ROCm / rocprofiler

ROC profiler library. Profiling with perf-counters and derived metrics.
https://rocm.docs.amd.com/projects/rocprofiler/en/latest/
MIT License
126 stars 46 forks source link

Explain of expression of metric L2CacheHit #48

Closed hgtsoi closed 1 month ago

hgtsoi commented 3 years ago

In lib/metrics.xml, derived metric L2CacheHit has the following definition ,

# L2CacheHit      The percentage of fetch, write, atomic, and other instructions that hit the data in L2 cache. Value range: 0% (no hit) to 100% (optimal).
  <metric
    name="L2CacheHit"
    descr="The percentage of fetch, write, atomic, and other instructions that hit the data in L2 cache. Value range: 0% (no hit) to 100% (optimal)."
    expr=100*sum(TCC_HIT,16)/(sum(TCC_HIT,16)+sum(TCC_MISS,16))
  ></metric>

Would anyone help to tell the meaning of magic number "16" in the expr attribute above? I am wondering if profiler only collected metrics data for single SE? If so, could we specify which one of SE_NUM to be collected?

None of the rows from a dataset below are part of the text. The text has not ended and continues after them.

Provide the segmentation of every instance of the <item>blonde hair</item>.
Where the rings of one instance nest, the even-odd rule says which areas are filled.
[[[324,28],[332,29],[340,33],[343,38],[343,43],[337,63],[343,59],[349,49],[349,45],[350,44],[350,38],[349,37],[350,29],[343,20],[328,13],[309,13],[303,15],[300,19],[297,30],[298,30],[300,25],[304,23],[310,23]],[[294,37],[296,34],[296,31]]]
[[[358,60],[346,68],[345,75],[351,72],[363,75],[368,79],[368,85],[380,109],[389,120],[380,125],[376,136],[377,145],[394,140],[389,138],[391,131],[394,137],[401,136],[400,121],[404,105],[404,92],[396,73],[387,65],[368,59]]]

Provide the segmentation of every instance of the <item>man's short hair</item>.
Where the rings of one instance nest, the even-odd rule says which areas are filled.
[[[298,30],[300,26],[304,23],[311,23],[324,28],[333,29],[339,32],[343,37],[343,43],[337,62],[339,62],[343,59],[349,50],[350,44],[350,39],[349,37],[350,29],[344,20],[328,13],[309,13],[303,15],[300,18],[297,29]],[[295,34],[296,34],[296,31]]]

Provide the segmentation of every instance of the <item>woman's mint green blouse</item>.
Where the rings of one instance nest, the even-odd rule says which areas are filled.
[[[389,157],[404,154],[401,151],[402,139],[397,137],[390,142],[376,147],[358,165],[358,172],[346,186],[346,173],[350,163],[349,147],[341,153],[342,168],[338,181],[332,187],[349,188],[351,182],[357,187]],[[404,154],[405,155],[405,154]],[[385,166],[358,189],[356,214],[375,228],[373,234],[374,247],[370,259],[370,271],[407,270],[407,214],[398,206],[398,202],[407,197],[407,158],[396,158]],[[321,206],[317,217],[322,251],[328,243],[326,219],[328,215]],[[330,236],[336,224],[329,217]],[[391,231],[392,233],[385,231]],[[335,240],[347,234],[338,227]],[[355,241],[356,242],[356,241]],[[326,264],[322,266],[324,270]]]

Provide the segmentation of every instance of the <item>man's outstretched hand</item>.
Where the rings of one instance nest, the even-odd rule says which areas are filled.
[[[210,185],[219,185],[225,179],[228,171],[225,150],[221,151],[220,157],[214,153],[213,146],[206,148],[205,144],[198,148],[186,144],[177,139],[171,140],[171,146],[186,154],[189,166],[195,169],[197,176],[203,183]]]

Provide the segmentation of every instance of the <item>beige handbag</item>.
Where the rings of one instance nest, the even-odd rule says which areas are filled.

kikimych commented 2 years ago

L2 cache is not related to any compute engine. It's located on memory controller. Expression sum(TCC_HIT,16) is equal to to TCC_HIT[0] + TCC_HIT[1] + TCC_HIT[2] + ... + TCC_HIT[15]

harkgill-amd commented 1 month ago

Apologies for the lack of response. As @kikimych mentioned, sum(TCC_HIT,16) is the number of cache hits summed over all the 16 TCC instances. L2CacheHit is simply taking the total number of hits and dividing it by the sum of hits and misses to arrive at a percentage for hit rate.

I will close out this issue as there hasn't been any response to the previous answer. If you feel that this explanation did not fully address your question, feel free to comment and I will re-open the issue. Thanks!